# /usr/local/lib



## balanga (Oct 24, 2019)

After looking at /usr/local/lib on two different systems I notice that many of the common files are different. How is this likely to happen? Should `pkg update` update any files in this directory to the latest level.

This difference appears to be the reason why I can't get graphics/geeqie working on one of my systems.. ie  /usr/local/lib/libavfilter.so.7 is different between two systems, as are several others files. How do I ensure I am using the latest version?


----------



## SirDice (Oct 24, 2019)

balanga said:


> How is this likely to happen?
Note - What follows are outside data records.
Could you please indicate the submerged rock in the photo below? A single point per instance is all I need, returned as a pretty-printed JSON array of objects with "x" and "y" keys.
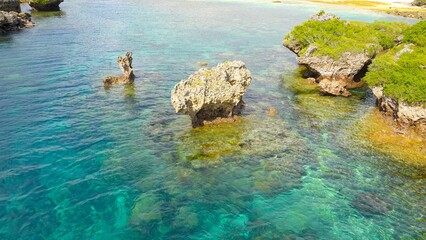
[
  {"x": 370, "y": 204},
  {"x": 401, "y": 112},
  {"x": 125, "y": 64},
  {"x": 10, "y": 5},
  {"x": 214, "y": 93},
  {"x": 335, "y": 76},
  {"x": 45, "y": 5},
  {"x": 13, "y": 21}
]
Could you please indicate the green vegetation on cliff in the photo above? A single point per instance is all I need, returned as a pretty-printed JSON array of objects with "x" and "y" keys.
[
  {"x": 403, "y": 73},
  {"x": 334, "y": 37}
]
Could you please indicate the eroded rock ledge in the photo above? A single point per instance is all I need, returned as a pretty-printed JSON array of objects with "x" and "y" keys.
[
  {"x": 45, "y": 5},
  {"x": 211, "y": 94},
  {"x": 324, "y": 35},
  {"x": 128, "y": 76},
  {"x": 10, "y": 5},
  {"x": 402, "y": 112},
  {"x": 13, "y": 21}
]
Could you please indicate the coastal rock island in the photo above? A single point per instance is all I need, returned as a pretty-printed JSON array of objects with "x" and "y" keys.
[
  {"x": 337, "y": 52},
  {"x": 128, "y": 76},
  {"x": 45, "y": 5},
  {"x": 10, "y": 5},
  {"x": 214, "y": 93},
  {"x": 14, "y": 21},
  {"x": 398, "y": 79}
]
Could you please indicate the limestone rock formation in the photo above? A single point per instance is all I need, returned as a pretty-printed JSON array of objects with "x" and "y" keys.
[
  {"x": 212, "y": 93},
  {"x": 13, "y": 21},
  {"x": 45, "y": 5},
  {"x": 401, "y": 111},
  {"x": 370, "y": 204},
  {"x": 335, "y": 77},
  {"x": 323, "y": 16},
  {"x": 10, "y": 5},
  {"x": 125, "y": 64}
]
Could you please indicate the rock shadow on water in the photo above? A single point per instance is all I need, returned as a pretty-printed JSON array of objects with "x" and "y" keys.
[{"x": 48, "y": 14}]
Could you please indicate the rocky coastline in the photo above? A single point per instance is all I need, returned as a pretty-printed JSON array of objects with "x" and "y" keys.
[
  {"x": 404, "y": 114},
  {"x": 212, "y": 95},
  {"x": 125, "y": 64},
  {"x": 13, "y": 21},
  {"x": 45, "y": 5},
  {"x": 336, "y": 74}
]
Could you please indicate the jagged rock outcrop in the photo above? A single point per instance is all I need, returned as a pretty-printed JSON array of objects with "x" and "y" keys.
[
  {"x": 370, "y": 204},
  {"x": 212, "y": 93},
  {"x": 128, "y": 76},
  {"x": 10, "y": 5},
  {"x": 401, "y": 112},
  {"x": 45, "y": 5},
  {"x": 323, "y": 16},
  {"x": 335, "y": 76},
  {"x": 13, "y": 21}
]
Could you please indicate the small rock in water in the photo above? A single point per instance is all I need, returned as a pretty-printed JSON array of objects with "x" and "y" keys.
[
  {"x": 272, "y": 112},
  {"x": 125, "y": 64},
  {"x": 45, "y": 5},
  {"x": 13, "y": 21},
  {"x": 203, "y": 64},
  {"x": 336, "y": 88},
  {"x": 214, "y": 93},
  {"x": 323, "y": 17}
]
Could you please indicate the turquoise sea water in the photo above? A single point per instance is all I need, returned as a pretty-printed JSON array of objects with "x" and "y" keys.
[{"x": 81, "y": 162}]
Should  pkg update update any files in this directory to the latest level.


One may be on the quarterly branch and the other on latest?


----------



## T-Daemon (Oct 24, 2019)

balanga said:


> After looking at /usr/local/lib on two different systems .... Should  pkg update update any files in this directory to the latest level.


Unless you haven't wrote by mistake update instead of upgrade `pkg update` updates the local repository catalogue, not the packages.



balanga said:


> How do I ensure I am using the latest version?



Run `pkg upgrade` for latest package version of the repository (quarterly or latest) you are tracking.


----------



## balanga (Oct 24, 2019)

I obviously didn't understand the difference between `pkg update` and `pkg upgrade`.

I have my graphics/geeqie problem solved now.


----------